FYI, I think of the bootloader as an abstraction to the hardware at boot. Kernels typically lack some of the setup which might be needed prior to reaching the kernel, e.g., clocks, I/O setup for the disk, so on. If what the kernel needs is already there then there isn’t much need for the bootloader. On the other hand, few people would want to run without a bootloader because of options and flexibility no longer being possible (take a look at “/proc/cmdline” if you get this to work…you’ll be missing many arguments…some may be for serial console once the kernel boots). Can your kernel boot with no arguments passed?
I don’t have much faith in expensive JTAG debuggers these days, but if you could put this in a debugger and boot you’d see exactly what line in the kernel source it is stopping at.
So it turns out that my initramfs really is running, I just couldn’t see any console output, and my shell isn’t talking on the correct console.
I added the kmsg device to /dev
‘sudo mknod kmsg c 1 11’
and then modified my echo statements like this:
/bin/echo “Entered INITRAMFS” > /dev/kmsg
Now I can see text messages in the form of a kernel message, and I’ve confirmed that my initramfs is running. I just need to figure out how to get the text redirected out the console correctly, and I should be set.

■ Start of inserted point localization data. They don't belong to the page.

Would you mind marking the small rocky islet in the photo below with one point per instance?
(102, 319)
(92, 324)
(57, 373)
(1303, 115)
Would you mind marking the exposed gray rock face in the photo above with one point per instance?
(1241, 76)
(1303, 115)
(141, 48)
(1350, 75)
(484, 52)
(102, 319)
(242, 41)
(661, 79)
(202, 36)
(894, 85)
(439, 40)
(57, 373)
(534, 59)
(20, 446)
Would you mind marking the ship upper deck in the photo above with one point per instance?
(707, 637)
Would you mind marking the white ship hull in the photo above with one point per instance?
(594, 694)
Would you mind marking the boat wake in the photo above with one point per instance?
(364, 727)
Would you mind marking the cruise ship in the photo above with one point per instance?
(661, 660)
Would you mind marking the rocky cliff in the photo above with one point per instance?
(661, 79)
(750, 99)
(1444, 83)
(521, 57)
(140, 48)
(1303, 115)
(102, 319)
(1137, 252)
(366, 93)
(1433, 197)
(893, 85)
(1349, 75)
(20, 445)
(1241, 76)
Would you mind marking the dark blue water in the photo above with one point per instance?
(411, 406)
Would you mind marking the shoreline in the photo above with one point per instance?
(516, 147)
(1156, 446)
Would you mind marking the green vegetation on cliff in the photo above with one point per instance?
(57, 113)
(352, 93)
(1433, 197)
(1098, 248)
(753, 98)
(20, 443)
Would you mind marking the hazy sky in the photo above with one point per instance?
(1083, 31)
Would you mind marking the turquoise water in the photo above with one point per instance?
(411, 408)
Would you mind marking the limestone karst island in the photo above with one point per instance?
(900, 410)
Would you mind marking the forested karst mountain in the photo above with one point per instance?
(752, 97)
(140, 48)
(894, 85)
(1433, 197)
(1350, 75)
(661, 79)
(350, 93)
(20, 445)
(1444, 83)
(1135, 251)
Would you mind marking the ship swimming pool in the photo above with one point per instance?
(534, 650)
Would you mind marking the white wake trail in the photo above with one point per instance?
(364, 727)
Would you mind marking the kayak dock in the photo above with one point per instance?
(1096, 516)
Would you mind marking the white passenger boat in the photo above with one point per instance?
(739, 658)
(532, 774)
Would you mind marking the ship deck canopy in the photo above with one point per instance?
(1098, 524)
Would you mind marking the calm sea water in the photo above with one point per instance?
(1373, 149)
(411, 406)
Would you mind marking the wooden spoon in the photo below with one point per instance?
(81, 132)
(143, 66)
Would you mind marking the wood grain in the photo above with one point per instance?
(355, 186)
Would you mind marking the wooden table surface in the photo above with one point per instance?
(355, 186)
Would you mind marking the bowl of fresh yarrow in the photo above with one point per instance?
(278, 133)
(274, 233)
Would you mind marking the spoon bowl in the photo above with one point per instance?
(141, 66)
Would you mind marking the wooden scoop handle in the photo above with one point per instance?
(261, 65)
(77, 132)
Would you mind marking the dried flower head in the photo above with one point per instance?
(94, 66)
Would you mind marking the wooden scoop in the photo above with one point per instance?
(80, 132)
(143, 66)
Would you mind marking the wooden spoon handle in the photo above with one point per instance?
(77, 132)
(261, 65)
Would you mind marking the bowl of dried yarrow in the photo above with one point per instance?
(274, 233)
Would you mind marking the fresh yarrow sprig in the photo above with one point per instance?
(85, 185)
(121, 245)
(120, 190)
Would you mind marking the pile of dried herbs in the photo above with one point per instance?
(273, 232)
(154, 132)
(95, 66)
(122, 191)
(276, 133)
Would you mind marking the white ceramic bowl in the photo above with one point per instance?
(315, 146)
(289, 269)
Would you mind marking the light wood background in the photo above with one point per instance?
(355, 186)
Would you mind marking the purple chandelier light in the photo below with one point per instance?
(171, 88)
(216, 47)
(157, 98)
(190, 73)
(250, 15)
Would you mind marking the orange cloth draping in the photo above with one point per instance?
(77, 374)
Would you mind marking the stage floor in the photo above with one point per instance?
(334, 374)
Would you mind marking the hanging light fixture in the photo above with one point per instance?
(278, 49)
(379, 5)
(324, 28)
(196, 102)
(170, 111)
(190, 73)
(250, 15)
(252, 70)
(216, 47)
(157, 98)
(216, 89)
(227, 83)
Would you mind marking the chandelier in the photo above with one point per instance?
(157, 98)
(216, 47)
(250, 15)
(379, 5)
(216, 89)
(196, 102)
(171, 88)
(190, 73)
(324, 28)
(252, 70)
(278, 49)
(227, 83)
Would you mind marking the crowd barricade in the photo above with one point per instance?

Normally these kernel command line arguments set up the first console and serial console:
If you can find a way to pass this as a command line argument it might work (the ttyS0 is for serial console, the tty0 is for physically connected keyboard/monitor text mode).
@dmillard I was looking for a a rootfs recovery methodology as you hinted in your first post.
I was wondering if you could share code snippet or web references that you used.
Any hint would be greatly appreciated.